Prima parte dell'intervista ad Anna Luise, montaggio di Elisa Speronello
La salinizzazione del terreno, l’impermeabilizzazione, lo sfruttamento eccessivo del suolo, i prodotti chimici usati sul suolo e sulle acque, sono solo alcune tra le cause direttamente imputabili all’uomo e al suo modo di abitare la Terra. “L’uomo ha bisogno delle risorse naturali per vivere, ma ne ha bisogno in maniera sostenibile, e non al di là di quello che veramente occorre e della capacità degli ecosistemi di riprodursi”, ricorda la dottoressa Luise, che sottolinea anche come gli effetti negativi della desertificazione si estendano ben oltre il suolo, fino ad alterare gli equilibri sociali e politici delle zone in cui accade. Il conflitto in Siria e il Boko Haram sono due esempi di come la desertificazione possa portare a conflitti, anche armati, in zone in cui le popolazioni dipendono direttamente dalla capacità del suolo di dare prodotti necessari alla loro sopravvivenza. Il conflitto in Siria viene considerato uno dei grandi esempi delle conseguenze della desertificazione e delle conseguenze dei cambiamenti climatici sul suolo, infatti prima sono diminuite le piogge e poi ci sono stati alcuni anni di siccità completa, quindi la popolazione è entrata in competizione per avere l’accesso alle risorse per poter vivere. “Si calcolano centinaia e centinaia di conflitti ambientali più o meno grandi, in tutto il mondo, e la desertificazione è una causa rilevantissima in questi conflitti, perché è sul suolo che succede tutto”. Per bloccare o rallentare il degrado del suolo non esistono soluzioni generali che possono essere adottate ugualmente in tutte le zone del mondo. Ogni situazione mostra delle caratteristiche peculiari che vanno valutate singolarmente, però le Nazioni Unite altre istituzioni danno dei quadri di riferimento che servono ai singoli governi per riflettere e capire come agire. “Si tratta di una soft law” sottolinea Luise, perché l’imposizione giuridica è molto leggera ma quella politica e strategica più forte.

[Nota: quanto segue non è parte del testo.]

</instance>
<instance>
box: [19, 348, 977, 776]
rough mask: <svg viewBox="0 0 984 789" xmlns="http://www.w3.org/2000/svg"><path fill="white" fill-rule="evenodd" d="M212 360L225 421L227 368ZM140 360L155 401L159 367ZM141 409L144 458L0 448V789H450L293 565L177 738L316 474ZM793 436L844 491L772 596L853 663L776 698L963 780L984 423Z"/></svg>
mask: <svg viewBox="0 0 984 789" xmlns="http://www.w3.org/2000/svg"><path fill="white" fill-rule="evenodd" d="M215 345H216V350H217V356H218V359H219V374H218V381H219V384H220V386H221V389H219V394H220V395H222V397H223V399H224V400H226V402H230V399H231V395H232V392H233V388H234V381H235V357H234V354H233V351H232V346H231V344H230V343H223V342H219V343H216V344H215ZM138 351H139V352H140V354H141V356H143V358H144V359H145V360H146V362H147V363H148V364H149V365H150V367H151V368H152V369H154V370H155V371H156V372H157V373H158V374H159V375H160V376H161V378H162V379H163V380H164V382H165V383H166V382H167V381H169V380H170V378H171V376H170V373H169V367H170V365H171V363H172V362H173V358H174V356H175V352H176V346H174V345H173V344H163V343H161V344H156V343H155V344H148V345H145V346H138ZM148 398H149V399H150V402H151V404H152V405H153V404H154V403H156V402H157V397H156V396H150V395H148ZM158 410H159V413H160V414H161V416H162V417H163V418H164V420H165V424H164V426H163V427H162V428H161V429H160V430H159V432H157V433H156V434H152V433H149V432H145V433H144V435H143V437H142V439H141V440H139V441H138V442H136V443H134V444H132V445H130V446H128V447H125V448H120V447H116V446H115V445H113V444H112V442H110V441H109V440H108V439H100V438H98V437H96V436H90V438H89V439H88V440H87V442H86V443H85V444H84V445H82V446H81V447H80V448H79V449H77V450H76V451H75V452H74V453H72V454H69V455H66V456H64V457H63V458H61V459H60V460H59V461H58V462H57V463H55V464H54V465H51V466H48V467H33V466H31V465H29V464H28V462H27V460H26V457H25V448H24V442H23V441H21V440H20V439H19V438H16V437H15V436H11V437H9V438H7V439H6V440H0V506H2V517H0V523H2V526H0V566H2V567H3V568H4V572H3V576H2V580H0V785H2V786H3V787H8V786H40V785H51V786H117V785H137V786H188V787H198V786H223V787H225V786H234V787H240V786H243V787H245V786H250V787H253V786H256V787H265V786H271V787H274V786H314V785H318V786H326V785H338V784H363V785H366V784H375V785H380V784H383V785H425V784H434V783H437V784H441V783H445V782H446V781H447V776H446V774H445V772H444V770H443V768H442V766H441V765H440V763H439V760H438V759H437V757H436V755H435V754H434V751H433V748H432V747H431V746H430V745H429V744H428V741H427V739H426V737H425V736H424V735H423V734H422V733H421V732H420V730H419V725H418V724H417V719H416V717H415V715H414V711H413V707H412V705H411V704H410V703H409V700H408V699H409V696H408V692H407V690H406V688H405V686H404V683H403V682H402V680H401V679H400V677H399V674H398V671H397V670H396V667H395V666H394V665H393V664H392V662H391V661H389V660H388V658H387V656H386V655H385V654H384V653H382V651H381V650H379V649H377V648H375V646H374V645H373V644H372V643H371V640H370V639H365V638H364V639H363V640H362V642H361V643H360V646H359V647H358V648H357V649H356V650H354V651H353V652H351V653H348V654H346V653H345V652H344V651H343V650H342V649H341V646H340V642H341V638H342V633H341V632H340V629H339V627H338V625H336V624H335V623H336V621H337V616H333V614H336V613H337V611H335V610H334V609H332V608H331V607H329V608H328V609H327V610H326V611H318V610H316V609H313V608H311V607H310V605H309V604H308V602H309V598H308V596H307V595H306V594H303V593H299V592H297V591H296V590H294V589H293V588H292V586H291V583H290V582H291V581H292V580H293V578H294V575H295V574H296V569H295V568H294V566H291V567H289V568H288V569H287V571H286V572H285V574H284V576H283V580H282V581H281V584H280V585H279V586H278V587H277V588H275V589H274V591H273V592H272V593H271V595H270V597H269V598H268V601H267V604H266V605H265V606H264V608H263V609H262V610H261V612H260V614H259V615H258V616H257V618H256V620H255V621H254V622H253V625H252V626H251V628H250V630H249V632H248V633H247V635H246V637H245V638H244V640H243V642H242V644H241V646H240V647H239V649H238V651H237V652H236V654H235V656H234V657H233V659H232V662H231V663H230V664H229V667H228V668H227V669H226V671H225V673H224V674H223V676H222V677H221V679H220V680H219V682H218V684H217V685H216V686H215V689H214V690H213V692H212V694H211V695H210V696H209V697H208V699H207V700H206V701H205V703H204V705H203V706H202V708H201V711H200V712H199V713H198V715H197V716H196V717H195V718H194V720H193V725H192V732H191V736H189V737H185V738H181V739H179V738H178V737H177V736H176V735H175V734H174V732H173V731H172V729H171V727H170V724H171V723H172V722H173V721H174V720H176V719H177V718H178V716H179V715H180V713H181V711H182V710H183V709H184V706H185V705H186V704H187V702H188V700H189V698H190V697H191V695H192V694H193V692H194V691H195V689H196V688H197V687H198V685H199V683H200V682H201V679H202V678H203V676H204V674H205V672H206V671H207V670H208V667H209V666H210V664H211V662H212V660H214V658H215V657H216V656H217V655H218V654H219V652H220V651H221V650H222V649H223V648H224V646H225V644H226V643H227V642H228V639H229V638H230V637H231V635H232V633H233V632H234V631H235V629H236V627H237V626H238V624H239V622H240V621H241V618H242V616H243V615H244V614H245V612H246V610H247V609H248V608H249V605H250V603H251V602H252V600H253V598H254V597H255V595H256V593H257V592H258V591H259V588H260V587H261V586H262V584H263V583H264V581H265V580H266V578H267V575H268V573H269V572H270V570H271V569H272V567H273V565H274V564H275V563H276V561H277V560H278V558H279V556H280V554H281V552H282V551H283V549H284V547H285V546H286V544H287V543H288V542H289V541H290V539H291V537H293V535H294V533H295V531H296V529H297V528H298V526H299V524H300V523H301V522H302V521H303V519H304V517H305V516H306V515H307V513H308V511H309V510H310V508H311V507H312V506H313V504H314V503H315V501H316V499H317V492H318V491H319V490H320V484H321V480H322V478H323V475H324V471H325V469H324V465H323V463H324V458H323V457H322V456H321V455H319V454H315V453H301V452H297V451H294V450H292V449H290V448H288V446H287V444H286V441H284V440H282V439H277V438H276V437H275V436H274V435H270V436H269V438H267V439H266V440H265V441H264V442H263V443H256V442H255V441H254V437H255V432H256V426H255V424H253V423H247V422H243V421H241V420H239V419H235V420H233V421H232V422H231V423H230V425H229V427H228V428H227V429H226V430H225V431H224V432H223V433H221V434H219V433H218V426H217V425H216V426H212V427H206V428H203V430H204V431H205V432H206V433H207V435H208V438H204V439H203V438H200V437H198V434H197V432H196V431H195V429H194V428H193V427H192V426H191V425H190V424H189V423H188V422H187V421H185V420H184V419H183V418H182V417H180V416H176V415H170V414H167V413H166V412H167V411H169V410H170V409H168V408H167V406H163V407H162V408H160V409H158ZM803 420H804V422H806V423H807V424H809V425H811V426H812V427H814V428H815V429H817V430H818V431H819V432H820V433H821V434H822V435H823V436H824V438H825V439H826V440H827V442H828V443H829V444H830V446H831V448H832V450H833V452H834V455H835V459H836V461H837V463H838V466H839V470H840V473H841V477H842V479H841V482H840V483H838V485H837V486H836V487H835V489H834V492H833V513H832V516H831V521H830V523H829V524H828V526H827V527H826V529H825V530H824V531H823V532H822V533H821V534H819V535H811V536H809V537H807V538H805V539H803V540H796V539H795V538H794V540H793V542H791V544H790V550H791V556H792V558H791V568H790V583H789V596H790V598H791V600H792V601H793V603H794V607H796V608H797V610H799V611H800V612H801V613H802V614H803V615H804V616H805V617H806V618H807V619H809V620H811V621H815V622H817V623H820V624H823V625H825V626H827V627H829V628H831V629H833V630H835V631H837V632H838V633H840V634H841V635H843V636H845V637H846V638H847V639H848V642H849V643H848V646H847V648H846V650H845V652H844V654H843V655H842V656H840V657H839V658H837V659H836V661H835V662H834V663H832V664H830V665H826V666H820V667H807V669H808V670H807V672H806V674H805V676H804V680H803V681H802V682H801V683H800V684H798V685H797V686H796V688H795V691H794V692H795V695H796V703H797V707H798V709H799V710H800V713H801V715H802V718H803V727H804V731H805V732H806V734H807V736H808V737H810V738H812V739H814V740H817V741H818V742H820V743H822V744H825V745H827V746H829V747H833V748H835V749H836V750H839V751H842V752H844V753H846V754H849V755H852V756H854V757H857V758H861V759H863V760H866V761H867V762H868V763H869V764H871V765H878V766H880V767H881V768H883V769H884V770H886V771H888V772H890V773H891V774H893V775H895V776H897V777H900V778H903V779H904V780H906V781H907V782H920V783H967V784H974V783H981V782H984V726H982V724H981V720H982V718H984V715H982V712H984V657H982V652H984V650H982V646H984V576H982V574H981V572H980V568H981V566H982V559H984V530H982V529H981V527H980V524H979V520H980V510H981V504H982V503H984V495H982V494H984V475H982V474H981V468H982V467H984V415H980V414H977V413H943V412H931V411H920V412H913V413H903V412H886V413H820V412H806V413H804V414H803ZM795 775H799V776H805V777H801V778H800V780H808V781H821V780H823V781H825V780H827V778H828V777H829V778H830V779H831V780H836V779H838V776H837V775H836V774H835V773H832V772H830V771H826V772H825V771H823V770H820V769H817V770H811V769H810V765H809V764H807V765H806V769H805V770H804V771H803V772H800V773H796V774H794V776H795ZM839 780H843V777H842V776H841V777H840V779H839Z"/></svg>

Seconda parte dell'intervista ad Anna Luise. Montaggio di Elisa Speronello
Anche in Italia ci sono fenomeni di degrado del suolo. Il 10% del Paese è molto vulnerabile, mentre il 49% presenta una vulnerabilità media. Solo il 26% risulta avere una bassa vulnerabilità o assente. Le aree più a rischio sono la Sicilia, in cui il 42,9% del territorio è vulnerabile, il Molise (24,4%), la Basilicata (24,2%), la Sardegna (19,1%), e la Puglia (15,4%). In Toscana, Umbria, Marche, Abruzzo, Campania e Calabria la vulnerabilità oscilla tra il 5 e il 15%. Ci sono delle aree a rischio anche nelle regioni del nord, in Veneto e in Emilia Romagna.